En la jornada que ha analizado la implantación de la Ley de Promoción de la Autonomía Personal y Atención a las Personas en Situación de Dependencia, la dirigente sindical ha reivindicado más infraestructuras, más servicios profesionales y una red territorializada. “Apostamos por un modelo que permita envejecer y vivir en el entorno habitual, gracias a servicios como ayuda a domicilio, teleasistencia avanzada y centros de día suficientes para evitar desarraigo e institucionalización innecesaria”, ha recalcado Montero.
La precariedad laboral en el sector continúa siendo una de las mayores amenazas para la calidad de los cuidados. “Más de la mitad de las personas trabajadoras tienen contratos parciales o temporales y los salarios son muy inferiores a la media estatal. El incumplimiento del acuerdo de mejora de condiciones laborales de la red pública supone un retroceso inaceptable en un sector altamente feminizado y esencial”, ha puntualizado la dirigente sindical.
CCOO PV exige acabar con una lista de espera que afecta a miles de personas y con los retrasos sistemáticos para resolver los expedientes. “Solo con más recursos, profesionalización y compromiso político podremos garantizar un sistema más sólido, justo y centrado en las personas”, ha concluido Montero.
Por su parte, Eva Guzmán, representante de la Coordinadora de Plataformas por la Ley de Dependencia en el País Valencià, ha manifestado que la Secretaría autonómica no se ha reunido con ella. La portavoz ha hecho hincapié en la necesidad de valorar a las personas cuidadoras “que tengan derechos y descansos, que se les dé nombre” y ha reclamado una mayor atención específica según el perfil de la persona usuaria. Guzmán también afirma que existe una distinción entre las residencias de gestión pública y las de gestión privada.
“Una lucha muy fructífera”
Así ha calificado Rosario Rives, portavoz de la Plataforma de la Dependencia de Elche, el proceso reivindicativo de esta organización desde sus orígenes. Su objetivo era que se cumpliera la norma, “pues había personas a las que las prestaciones de la ley no les llegaban hasta pasados cuatro años”. Un escenario que empeoró especialmente con la llegada de Mariano Rajoy al Gobierno central y con el decreto de recortes de 2012. “Eso marcó un antes y un después. Las plataformas fueron creciendo porque la situación era complicada. Empezamos a pagar copagos altísimos, era insostenible. Había personas que tenían a su familiar en centros de salud mental que estaban pagando más de mil euros de copago. Todos los copagos ilegales se pusieron aquí, en la Comunidad Valenciana”, ha explicado la portavoz.
Las plataformas incrementaron su actividad, su lucha, sus reuniones con responsables políticos, para lograr la reversión de esos recortes. “La respuesta era que se pagaría a las personas que ganaran en los tribunales. Tuvimos que judicializar las solicitudes de la gente, hacer contenciosos. Se ganaron muchas sentencias y entonces pagaban los atrasos”, ha relatado Rosario Rives.

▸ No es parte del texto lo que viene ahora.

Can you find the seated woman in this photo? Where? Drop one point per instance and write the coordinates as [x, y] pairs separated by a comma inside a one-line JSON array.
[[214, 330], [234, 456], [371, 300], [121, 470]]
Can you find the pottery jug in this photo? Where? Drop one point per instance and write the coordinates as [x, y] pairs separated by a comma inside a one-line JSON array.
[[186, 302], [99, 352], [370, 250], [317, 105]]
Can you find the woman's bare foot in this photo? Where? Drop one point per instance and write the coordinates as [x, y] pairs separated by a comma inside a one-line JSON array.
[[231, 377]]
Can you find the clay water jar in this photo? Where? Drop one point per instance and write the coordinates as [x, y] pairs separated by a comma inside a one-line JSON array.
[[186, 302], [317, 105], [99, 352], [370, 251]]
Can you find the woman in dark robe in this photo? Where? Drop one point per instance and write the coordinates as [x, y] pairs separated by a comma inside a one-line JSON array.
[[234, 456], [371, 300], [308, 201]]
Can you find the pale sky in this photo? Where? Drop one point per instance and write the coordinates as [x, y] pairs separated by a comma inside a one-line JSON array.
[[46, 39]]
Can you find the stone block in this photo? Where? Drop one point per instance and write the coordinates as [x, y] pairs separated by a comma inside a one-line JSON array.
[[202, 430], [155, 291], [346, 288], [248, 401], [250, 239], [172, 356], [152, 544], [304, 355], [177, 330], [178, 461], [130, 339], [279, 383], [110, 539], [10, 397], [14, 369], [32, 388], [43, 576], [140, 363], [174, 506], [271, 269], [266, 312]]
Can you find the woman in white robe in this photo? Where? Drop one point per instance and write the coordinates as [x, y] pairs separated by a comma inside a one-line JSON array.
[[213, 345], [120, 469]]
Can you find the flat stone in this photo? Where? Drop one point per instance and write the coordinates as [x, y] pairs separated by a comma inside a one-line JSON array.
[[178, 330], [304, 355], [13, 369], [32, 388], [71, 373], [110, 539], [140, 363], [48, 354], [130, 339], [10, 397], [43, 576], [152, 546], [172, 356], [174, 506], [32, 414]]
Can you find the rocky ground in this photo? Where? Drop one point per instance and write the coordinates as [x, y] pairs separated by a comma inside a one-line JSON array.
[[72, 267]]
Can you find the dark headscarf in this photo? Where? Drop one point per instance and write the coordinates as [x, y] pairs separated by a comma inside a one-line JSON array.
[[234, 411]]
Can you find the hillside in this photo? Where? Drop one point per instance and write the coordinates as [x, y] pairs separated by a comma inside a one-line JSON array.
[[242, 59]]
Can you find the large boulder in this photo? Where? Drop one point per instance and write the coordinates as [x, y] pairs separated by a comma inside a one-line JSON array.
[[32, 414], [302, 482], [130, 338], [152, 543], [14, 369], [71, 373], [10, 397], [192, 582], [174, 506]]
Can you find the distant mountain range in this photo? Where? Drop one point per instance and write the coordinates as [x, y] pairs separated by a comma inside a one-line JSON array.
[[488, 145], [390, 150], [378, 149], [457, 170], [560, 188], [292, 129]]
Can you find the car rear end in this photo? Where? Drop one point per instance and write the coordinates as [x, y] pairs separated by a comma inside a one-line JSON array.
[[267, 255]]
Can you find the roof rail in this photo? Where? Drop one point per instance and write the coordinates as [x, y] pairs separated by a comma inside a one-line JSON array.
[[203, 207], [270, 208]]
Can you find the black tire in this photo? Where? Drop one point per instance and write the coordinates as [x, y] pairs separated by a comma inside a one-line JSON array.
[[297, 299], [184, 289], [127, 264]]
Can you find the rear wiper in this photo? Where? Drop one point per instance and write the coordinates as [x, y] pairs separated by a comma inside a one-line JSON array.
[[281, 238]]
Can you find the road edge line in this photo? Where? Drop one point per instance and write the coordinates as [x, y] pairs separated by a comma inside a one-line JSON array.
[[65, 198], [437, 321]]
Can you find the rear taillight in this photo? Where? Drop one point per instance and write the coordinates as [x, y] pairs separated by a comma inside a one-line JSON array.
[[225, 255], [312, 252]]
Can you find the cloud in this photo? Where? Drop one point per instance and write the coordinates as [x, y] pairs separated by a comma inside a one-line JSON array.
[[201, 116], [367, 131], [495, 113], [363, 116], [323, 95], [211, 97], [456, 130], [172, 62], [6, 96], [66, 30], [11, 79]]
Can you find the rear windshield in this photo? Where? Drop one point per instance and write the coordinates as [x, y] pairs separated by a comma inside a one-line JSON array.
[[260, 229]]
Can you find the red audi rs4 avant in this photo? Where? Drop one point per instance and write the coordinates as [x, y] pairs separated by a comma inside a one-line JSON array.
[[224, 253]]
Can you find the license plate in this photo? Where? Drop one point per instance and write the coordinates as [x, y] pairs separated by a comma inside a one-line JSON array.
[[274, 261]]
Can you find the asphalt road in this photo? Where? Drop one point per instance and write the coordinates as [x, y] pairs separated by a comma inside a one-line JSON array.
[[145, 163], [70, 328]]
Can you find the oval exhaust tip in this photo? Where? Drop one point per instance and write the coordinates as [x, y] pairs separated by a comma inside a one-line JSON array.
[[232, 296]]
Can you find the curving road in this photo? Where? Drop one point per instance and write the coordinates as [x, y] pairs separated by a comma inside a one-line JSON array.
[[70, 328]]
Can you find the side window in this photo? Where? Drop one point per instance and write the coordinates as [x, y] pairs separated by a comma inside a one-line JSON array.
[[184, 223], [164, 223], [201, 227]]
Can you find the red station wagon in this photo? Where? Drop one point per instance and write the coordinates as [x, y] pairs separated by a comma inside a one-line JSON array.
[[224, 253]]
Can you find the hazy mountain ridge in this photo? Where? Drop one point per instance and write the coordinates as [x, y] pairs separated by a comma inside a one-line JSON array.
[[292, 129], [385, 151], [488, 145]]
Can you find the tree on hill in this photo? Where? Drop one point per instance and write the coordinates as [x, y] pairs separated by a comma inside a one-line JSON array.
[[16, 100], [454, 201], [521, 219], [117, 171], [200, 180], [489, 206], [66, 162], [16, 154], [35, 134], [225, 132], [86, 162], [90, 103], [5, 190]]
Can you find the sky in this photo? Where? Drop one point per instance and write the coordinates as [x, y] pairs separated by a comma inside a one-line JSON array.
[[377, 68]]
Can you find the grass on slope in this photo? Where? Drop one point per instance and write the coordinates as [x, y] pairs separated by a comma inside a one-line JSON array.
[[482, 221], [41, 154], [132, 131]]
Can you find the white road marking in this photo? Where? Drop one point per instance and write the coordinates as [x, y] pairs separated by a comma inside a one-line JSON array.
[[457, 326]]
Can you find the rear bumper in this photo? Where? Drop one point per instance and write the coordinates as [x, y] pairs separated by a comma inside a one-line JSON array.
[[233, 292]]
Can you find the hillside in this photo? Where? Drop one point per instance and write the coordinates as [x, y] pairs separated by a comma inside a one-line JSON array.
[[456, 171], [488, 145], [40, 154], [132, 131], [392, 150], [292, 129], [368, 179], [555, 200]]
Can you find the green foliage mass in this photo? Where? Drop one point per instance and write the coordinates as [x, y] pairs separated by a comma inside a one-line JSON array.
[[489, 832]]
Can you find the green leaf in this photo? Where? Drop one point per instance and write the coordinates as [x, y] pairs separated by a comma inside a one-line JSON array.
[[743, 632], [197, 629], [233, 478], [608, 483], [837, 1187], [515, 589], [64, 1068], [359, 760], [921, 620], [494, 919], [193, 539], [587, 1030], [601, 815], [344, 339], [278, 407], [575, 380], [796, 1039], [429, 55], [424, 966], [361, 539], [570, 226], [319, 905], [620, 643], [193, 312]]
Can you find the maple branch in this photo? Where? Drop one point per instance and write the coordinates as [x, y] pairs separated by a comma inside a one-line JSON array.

La portavoz ha recordado que la Ley es estatal, pero hay que “aterrizarla” en las comunidades autónomas con un decreto de desarrollo. Este decreto se consiguió en 2017, ya con el Botànic en el Gobierno valenciano, y gracias al trabajo de las comisiones, en las que estaba CCOO junto a otras organizaciones. El decreto recogió toda una serie de reivindicaciones, como la figura del asistente personal para grados de dependencia altos, la figura del profesional trabajador de integración (PATI) para la atención a menores o una dotación presupuestaria para la prevención de la autonomía.